Story 022: The Massacre (of St. Bartholomew’s Eve)

The Winter of 1965-66 was a depressing time to be a Doctor Who companion. Fresh off the death and destruction of the Daleks’ Master Plan, The Massacre (sometimes called The Massacre of St. Bartholomew’s Eve) returns us to France for the first time since the Season 1 finale just in time for the slaughter of thousands of Protestants. It’s pretty typical Who fare until the final episode when the Doctor figures out exactly what’s about to happen (and even then it doesn’t stray too far).

Dressed to Kill!

Likely not yet recovered from events on Kembel, the Doctor and Steven land in 16th century Paris, with the TARDIS conveniently hidden behind a wall in an alley. They change into some period clothing, although I was disappointed that the Doctor didn’t wear his sweet hat from Reign of Terror. I also noticed later when we saw a close-up of the Doctor’s walking stick that he is no longer carrying the one given to him by The Kahn. I wonder happened to that one…

The Doctor is extremely excited to go and meet an apothecary in the city somewhere and leaves Steven on his own. Other than his conversation with the apothecary we don’t see the Doctor again until the second half of the final episode. I would say he was on vacation, but we do see Hartnell acting as the Abbott. At any rate, this story’s focus is on Steven’s quest to find the Doctor. Due to Hartnell’s double role, there is some suspense over the Abbott’s identity, which is really the most interesting part of the time in France. Of course, the Doctor is not the Abbott, just a doppleganger.

Steven befriends Nicholas and Gaston, two Huguenots (French Protestants) during a bitter feud with the Catholic monarchy. Gaston is employed by Prince Henri, just married to the Catholic Princess Marguerite. The story’s plot revolves around the mysterious identity/assassination of the Sea Beggar and the tension between the opposed religious camps. The Sea Beggar turns out to be the Admiral, the top Protestant in the government. The Abbot has arranged his assassination. These characters are predictably forgettable. In fact, a couple of days went by between watching the second and third episode and I had some trouble telling them apart.

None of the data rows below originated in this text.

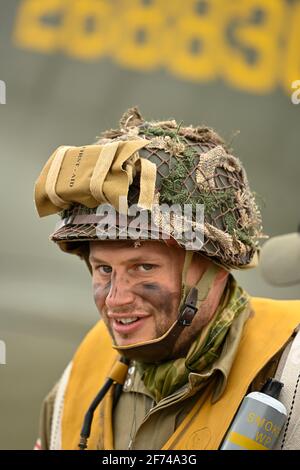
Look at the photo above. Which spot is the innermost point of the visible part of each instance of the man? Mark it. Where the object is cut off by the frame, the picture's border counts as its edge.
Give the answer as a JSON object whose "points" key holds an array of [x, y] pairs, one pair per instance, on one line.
{"points": [[179, 343]]}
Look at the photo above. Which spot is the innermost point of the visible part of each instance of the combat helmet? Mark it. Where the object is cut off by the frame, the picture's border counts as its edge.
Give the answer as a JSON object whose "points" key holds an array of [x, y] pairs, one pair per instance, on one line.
{"points": [[150, 163]]}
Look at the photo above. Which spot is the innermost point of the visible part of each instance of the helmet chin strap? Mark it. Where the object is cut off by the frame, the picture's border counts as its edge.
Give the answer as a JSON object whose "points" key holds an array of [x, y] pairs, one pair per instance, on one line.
{"points": [[192, 298]]}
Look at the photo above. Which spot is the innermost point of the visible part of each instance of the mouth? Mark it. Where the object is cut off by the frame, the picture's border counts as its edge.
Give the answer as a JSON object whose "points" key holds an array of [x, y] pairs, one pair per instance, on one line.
{"points": [[126, 325]]}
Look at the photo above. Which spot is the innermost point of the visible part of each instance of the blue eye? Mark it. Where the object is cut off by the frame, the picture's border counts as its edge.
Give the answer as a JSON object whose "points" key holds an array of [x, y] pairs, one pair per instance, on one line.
{"points": [[145, 267], [105, 269]]}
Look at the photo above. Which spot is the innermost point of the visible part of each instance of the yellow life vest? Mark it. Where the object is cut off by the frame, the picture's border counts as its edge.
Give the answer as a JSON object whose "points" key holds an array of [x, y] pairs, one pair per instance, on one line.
{"points": [[265, 333]]}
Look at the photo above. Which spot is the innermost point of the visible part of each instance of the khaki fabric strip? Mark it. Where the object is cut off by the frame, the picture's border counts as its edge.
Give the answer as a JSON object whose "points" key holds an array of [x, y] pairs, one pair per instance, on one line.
{"points": [[147, 184], [53, 176], [117, 181], [101, 169]]}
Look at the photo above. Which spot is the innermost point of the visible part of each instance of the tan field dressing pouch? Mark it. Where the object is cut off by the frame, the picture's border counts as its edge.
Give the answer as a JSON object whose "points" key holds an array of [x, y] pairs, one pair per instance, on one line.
{"points": [[265, 333], [93, 175]]}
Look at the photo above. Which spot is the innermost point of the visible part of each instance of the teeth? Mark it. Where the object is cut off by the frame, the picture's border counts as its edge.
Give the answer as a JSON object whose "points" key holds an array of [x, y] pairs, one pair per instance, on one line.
{"points": [[126, 321]]}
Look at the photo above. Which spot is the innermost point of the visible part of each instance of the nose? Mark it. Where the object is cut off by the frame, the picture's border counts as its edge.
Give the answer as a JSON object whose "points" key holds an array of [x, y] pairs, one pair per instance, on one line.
{"points": [[120, 293]]}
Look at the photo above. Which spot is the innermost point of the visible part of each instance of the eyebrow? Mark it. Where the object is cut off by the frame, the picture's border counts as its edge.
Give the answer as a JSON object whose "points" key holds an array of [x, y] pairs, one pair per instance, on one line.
{"points": [[137, 259]]}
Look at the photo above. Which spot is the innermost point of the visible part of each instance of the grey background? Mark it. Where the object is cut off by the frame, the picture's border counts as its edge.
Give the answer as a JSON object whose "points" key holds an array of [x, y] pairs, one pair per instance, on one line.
{"points": [[46, 303]]}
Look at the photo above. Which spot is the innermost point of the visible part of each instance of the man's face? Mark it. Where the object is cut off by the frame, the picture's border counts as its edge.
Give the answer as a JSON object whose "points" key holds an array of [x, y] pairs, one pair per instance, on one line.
{"points": [[136, 290]]}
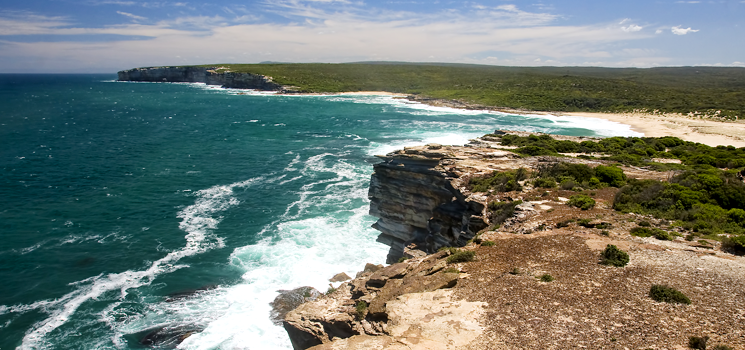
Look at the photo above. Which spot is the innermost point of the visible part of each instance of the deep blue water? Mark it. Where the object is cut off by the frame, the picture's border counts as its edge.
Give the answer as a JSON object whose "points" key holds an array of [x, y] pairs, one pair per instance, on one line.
{"points": [[115, 195]]}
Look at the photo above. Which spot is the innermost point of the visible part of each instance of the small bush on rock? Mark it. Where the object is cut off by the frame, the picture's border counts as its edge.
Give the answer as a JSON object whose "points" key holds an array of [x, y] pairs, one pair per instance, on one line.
{"points": [[614, 257], [735, 244], [698, 342], [649, 232], [461, 256], [361, 309], [667, 294], [545, 183], [581, 201]]}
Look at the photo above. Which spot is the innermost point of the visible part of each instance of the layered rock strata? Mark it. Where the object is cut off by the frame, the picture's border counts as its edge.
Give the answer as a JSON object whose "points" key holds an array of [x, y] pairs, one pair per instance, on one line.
{"points": [[405, 305], [417, 195], [207, 75]]}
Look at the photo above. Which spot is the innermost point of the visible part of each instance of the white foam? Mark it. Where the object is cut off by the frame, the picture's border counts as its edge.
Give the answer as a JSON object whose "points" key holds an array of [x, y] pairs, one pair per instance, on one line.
{"points": [[323, 232], [198, 220]]}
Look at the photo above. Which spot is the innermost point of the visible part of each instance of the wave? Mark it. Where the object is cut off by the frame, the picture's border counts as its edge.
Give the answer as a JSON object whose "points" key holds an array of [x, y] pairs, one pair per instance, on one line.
{"points": [[198, 221], [325, 230]]}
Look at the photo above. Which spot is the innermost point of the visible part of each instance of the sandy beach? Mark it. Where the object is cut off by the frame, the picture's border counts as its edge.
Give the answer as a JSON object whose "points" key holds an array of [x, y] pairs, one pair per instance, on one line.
{"points": [[705, 131]]}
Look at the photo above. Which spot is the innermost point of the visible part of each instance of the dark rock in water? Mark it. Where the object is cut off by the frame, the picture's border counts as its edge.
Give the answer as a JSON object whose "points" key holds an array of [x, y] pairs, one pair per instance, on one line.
{"points": [[288, 300], [340, 277], [188, 293], [168, 337]]}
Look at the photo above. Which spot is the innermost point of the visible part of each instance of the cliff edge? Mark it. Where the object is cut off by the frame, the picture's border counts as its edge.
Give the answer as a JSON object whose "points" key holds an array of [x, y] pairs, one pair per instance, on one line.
{"points": [[528, 279], [208, 75]]}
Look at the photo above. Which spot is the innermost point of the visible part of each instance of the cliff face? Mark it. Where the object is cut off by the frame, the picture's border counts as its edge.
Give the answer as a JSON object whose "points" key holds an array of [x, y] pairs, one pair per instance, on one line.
{"points": [[209, 76], [416, 196]]}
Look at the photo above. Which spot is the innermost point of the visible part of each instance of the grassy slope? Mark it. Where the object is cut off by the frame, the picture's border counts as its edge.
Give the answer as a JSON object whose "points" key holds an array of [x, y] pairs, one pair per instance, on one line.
{"points": [[679, 89]]}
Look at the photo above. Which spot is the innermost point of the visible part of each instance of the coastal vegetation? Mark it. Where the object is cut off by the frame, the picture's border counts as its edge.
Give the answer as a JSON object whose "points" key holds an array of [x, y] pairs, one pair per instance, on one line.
{"points": [[704, 195], [701, 91], [663, 293], [614, 257]]}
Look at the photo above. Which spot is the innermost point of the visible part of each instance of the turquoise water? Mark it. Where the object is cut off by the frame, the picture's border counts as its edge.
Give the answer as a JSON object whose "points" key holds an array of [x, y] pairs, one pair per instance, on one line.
{"points": [[114, 197]]}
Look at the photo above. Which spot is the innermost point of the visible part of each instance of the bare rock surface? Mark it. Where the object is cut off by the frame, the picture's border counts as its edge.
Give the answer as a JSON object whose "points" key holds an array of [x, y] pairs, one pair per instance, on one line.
{"points": [[503, 300]]}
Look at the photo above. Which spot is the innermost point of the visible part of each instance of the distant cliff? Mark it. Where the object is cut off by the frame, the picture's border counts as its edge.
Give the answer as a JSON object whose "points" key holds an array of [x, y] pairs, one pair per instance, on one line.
{"points": [[208, 75]]}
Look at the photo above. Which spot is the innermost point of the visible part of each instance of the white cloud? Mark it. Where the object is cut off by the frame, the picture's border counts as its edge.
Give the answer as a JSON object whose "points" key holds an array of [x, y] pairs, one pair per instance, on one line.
{"points": [[349, 34], [677, 30], [135, 17], [632, 28], [23, 23]]}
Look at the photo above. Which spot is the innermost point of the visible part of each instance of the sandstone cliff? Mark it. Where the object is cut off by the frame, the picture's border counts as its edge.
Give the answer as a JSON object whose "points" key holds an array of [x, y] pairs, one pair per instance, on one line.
{"points": [[415, 193], [503, 299], [207, 75]]}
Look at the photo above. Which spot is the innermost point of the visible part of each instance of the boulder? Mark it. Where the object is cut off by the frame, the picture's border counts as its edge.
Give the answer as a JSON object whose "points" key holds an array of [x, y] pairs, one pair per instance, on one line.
{"points": [[288, 300]]}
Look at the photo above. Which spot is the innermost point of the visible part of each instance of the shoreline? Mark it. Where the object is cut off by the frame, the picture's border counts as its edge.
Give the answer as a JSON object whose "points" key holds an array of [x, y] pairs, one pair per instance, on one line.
{"points": [[705, 131]]}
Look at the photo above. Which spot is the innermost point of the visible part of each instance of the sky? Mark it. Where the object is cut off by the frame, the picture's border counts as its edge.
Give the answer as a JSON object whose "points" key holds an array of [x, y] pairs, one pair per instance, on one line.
{"points": [[105, 36]]}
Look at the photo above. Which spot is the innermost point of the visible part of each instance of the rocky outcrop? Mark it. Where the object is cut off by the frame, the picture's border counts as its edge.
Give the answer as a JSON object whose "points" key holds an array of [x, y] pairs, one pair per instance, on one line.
{"points": [[207, 75], [415, 193], [377, 304]]}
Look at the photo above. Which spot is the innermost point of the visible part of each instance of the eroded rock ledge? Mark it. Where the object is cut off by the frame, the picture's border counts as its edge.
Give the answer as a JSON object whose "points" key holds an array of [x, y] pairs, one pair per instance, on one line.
{"points": [[418, 197], [208, 75], [410, 307], [500, 300]]}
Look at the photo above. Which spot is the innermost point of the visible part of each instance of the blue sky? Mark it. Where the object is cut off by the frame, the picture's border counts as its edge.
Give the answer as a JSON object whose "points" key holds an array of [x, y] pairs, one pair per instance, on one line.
{"points": [[58, 36]]}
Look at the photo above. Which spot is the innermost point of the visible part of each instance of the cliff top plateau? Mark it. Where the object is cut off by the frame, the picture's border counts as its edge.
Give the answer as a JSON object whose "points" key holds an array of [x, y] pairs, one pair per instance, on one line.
{"points": [[550, 259]]}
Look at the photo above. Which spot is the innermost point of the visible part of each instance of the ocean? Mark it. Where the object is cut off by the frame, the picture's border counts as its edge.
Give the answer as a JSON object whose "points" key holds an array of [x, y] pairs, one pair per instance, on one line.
{"points": [[132, 207]]}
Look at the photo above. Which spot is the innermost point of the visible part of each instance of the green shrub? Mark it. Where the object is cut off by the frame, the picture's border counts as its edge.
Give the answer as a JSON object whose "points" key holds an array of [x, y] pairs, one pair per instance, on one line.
{"points": [[546, 278], [735, 244], [461, 256], [603, 225], [611, 175], [544, 182], [581, 201], [614, 257], [504, 181], [361, 309], [564, 223], [452, 250], [722, 347], [667, 294], [698, 342], [649, 232]]}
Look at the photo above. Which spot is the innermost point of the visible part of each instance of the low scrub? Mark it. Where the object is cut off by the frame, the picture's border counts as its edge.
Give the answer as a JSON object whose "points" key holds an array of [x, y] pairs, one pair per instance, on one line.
{"points": [[361, 309], [547, 278], [501, 211], [500, 181], [581, 201], [461, 256], [667, 294], [735, 244], [614, 257], [651, 232]]}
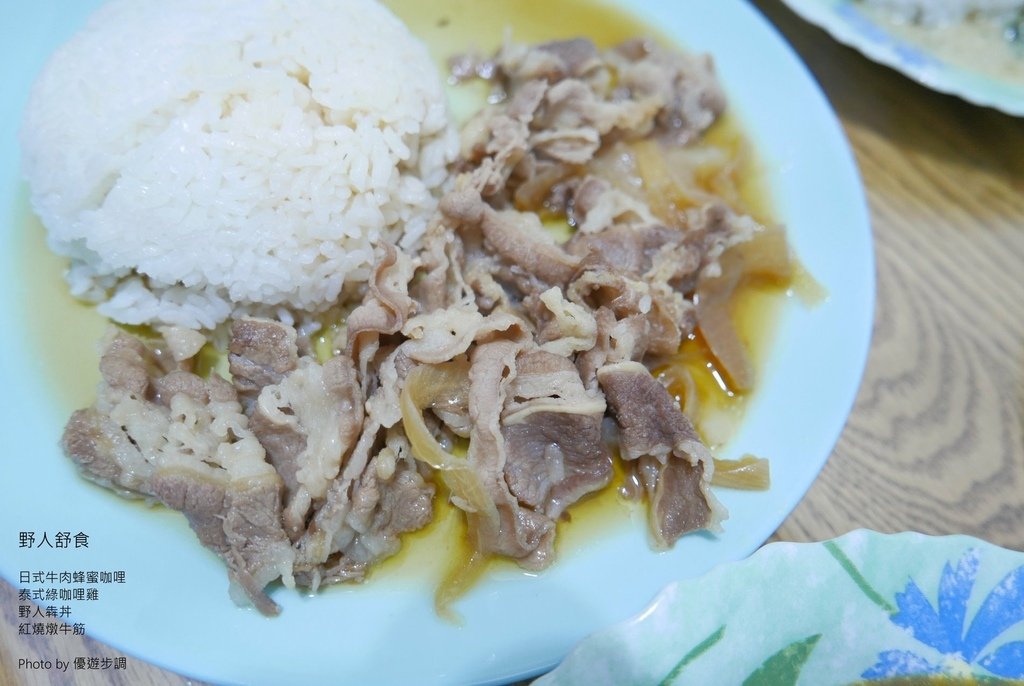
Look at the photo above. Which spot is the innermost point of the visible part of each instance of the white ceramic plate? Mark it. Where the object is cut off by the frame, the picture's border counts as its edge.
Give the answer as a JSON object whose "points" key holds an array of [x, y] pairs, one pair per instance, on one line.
{"points": [[173, 608], [847, 25]]}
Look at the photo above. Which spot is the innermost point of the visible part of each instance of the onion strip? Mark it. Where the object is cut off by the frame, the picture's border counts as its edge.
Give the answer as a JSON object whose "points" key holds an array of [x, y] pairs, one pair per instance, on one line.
{"points": [[435, 385], [748, 473]]}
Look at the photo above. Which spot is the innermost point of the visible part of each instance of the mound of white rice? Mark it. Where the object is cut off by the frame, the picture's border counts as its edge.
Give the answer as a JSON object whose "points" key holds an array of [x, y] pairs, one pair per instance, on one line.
{"points": [[202, 158], [944, 11]]}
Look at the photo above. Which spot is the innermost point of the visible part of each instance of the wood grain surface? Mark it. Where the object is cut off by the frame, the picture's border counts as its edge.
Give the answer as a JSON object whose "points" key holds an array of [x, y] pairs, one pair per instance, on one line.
{"points": [[935, 442]]}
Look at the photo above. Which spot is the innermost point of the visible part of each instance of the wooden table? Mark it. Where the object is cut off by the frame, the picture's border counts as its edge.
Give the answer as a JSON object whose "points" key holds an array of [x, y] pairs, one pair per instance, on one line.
{"points": [[936, 439]]}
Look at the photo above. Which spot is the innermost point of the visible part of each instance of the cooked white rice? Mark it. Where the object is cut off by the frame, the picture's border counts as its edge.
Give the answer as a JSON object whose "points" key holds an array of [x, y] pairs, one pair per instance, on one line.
{"points": [[943, 11], [202, 158]]}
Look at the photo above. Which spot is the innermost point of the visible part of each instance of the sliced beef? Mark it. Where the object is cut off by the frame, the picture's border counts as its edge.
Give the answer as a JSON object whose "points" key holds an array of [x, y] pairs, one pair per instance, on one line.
{"points": [[513, 530], [239, 519], [556, 453], [307, 423], [652, 429], [185, 441]]}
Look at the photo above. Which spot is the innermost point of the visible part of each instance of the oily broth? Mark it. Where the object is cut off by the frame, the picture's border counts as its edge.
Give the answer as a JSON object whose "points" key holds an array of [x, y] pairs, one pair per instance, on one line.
{"points": [[69, 332], [451, 27]]}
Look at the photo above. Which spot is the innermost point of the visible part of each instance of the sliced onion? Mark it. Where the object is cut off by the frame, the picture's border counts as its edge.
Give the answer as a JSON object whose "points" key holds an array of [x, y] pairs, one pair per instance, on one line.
{"points": [[764, 257], [748, 473]]}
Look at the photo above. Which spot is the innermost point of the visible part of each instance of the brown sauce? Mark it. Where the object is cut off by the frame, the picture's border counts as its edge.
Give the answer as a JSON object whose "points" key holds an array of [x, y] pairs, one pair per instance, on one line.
{"points": [[68, 332]]}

In the meantime, Steven has come under the suspicion of his new friends. When the Doctor does not return they being to think he may be working as a spy for the Catholics. A trip to the Apothecary’s does not pan out and matters are not helped when Anne Chaplet, the Abbott’s servant girl, arrives. Steven and Anne eventually flee, visit the Abbott and learn of the assassination plot.. They attempt to warn Gaston, but have to flee again, going into hiding at the Apothecary’s.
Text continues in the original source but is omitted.